Recreating (and advancing) pk’s censored domains: Macroinformation.org &
Knatz.com / Personal / Stories / Themes / Business /
re 1974, @ K. 2002 09 14
|Deceive the Government||Tax Shelters||At its Invitation|
One Philadelphia lawyer decided that since Congress allowed depreciation on the machinery and tools of production, the “plate” used in printing graphic art might pass the new regulations for recognition as such a tool. So he was buying and selling volumes of copyrights of art images and commissioning the production of plates and “original” limited editions.
He knew nothing about art or the marketing of it. That’s where I came in.
The problem is, few modern editions are made from a single “plate.” In no cases were the plates regarded as permanent tools. Honor bound artists and ateliers to destroy, or at least mark as canceled, the plate from which a limited edition (which required just one plate — a single color etching, for example) had been made.

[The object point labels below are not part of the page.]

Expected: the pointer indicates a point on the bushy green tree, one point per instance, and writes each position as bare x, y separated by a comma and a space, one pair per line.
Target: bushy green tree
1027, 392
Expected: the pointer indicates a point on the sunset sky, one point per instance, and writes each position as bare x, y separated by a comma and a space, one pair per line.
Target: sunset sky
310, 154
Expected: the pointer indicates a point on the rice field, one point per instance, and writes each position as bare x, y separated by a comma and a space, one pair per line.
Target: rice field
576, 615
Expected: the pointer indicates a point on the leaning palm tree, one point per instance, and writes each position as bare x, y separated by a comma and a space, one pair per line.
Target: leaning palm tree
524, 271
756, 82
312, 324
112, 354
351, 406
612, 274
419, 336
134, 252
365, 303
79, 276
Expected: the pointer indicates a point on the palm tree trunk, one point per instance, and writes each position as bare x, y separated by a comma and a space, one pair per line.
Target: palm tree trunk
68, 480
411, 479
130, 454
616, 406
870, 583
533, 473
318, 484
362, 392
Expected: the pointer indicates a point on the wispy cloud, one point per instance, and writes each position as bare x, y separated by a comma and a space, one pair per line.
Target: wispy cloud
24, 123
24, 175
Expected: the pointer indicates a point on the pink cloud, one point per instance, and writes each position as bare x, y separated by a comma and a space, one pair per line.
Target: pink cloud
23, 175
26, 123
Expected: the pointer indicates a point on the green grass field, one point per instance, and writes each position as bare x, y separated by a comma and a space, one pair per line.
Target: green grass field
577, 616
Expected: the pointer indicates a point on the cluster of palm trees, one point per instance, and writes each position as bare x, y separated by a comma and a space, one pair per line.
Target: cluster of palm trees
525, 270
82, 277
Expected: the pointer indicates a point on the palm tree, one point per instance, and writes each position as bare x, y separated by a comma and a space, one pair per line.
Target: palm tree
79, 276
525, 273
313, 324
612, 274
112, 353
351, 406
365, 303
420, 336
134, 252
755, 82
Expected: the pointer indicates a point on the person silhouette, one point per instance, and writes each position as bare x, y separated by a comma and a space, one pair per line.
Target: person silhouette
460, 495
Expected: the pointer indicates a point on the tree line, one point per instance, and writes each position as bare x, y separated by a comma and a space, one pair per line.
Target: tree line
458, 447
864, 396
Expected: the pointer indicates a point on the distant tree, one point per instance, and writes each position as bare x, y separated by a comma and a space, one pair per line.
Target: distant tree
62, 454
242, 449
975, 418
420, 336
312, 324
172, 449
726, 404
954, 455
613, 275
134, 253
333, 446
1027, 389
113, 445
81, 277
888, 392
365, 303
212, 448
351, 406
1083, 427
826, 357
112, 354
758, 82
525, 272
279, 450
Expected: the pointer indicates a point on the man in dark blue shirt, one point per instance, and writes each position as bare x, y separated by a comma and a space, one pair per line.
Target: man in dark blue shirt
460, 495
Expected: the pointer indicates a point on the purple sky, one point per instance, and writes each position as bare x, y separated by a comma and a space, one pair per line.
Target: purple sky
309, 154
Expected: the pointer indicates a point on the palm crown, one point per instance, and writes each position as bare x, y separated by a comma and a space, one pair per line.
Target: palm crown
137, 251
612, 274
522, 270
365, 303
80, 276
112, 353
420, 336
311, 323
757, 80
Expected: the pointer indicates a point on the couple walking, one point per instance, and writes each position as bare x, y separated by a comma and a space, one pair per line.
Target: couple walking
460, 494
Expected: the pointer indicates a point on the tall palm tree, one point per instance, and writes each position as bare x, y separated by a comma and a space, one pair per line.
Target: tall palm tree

In the case of silk-screen printing, the “plate” is washed from the screen at the end of each color run: or, if the “plate” is created by cut acetate, the acetate is peeled off and discarded. You couldn’t put it back right if you tried.
The production guy in the deals I was in on (I later learned) had the atelier make a set of phony “plates” to show the IRS. These were the plates that were sold with the copyright to the doctors and dentists and plumbers who suddenly decided, typically at fifteen minutes before midnight of December 31 that they didn’t want Uncle taking 50% of their nice income. The lawyer had an office on the top floor of a building facing Franklin Park. You could have landed a Cessna on his carpet (had the roof been removed): a pilot like Phil Lockwood or John Hunter could have landed their AirCam ultra-light within the length of the lawyer’s always-clear desk top. The lawyer filled his office annually at New Years with the prospects his shelter salesmen had found. The salesmen had been hammering them for five or six months. But 90% of the closes came just before midnight.

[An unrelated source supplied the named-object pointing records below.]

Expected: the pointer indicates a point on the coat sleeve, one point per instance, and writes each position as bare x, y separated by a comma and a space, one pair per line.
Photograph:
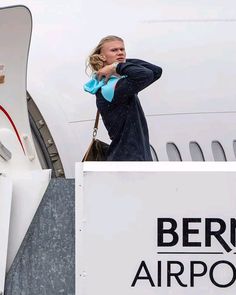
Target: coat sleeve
138, 75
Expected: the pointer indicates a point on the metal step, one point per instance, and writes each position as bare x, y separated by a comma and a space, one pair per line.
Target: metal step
45, 262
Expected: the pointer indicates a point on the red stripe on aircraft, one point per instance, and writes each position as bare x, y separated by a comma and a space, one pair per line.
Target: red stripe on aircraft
13, 125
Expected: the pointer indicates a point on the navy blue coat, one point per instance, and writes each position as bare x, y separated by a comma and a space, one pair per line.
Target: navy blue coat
123, 117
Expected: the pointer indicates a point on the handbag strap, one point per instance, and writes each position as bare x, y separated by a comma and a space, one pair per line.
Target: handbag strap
95, 128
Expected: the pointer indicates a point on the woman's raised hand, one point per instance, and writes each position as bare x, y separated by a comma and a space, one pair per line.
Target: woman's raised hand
106, 72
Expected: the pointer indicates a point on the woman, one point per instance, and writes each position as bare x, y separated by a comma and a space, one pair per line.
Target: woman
116, 83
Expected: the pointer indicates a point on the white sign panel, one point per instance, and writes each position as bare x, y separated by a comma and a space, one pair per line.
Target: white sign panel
156, 232
5, 209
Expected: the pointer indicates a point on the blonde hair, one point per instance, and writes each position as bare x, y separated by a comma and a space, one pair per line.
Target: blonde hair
95, 61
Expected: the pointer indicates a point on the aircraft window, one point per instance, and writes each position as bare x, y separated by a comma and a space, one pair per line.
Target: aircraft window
218, 151
173, 152
234, 147
196, 151
153, 153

All the tax shelter lawyers would have been open and active at midnight, but my guy had them right there, feeding them cocktails.

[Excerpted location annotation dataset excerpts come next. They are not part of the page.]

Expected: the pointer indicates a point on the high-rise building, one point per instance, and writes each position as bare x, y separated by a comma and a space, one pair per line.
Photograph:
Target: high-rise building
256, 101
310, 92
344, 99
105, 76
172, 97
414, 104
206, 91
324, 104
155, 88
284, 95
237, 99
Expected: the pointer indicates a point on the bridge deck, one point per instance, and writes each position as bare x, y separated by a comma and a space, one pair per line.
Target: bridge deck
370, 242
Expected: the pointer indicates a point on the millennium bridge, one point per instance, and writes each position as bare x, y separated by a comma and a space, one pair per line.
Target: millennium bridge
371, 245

When one edition of lithographs was ready I was surprised at its quality. It was by an artist I’d thought I’d succeeded in vetoing. But the lawyer must have made some special deals involving additional kick backs, so, if I wanted the up-front money, I was stuck with it. I phoned the buyer to tell him how “nice” his lithographs looked.
“Hello, Mr. Smith? This is Paul Knatz, PK Fine Arts, Ltd., the distributor of your Joe Blow edition.”
“Sorry, I don’t know you. You have the wrong number.”
“Just a moment: weren’t you in a certain office on Franklin Square in Philadelphia sometime before midnight, December 31st of last year?”
“Did you not buy something while you were there?”
“… Uh, yes.”
“Do you remember what you bought?”
“… Well … Some oil wells, some movies, some mining rights …”
“And the copyright with production plates for a multiple original lithograph by New York marine artist Joe Blow.”
“Who are you again?”
“Paul Knatz, PK Fine Arts, Ltd. Your distributor.”
“And why are you calling me?”
“I’ve called to tell you that your edition is ready. I think the chromist and printer did a pretty good job. I’m not sure when I’ll be releasing it, but it’s safe in the warehouse.”
“Oh. Really? How nice of you to call.”
He also told me that no one had ever called him before about any of his similar deals.
No one knew whether Congress would swallow or choke on the silk-screen “plates,” so this particular lawyer concentrated on railroads the following year. He bought a rusty half mile of unused siding and parked a dilapidated freight car on it. He filled the car with something like sawdust and sold time shares on the inventory at $30,000 the half-hour! He sold a lot of time shares. Still he was unhappy: for yet another year (late ’70s) his personal income was not quite seven figures.
The other tax shelter group I worked with wasn’t so altogether sleazy. Others, that my colleague-competitors dealt with, covered the diapason. There was one particular building on Madison Avenue that houses a great deal of such traffic. Going up on the elevators the sharks would recognize their ilk and tele-ID themselves:
They’d look at me. “Product.” Everyone but me had the eye glint of amyl nitrate if not coke. Or maybe each thought I had it too and he was the only one who didn’t.
There was another thing that killed me. After the signing, the buyer’s lawyers would call me, asking me to explain the contract to them! I always did my best. (Alas, I never sent my own legal consultant’s bill.)
By the way, what did it mean? What did I explain with ever so much difficulty to the hick town lawyers? It means, I said in essence, that if you can get away with it, then you can get away with it.
The poor sense that something is fishy but few decipher the real sense of it. Foutu encore, as the French say.
This expanded what had been a note in Masks: re: psychology.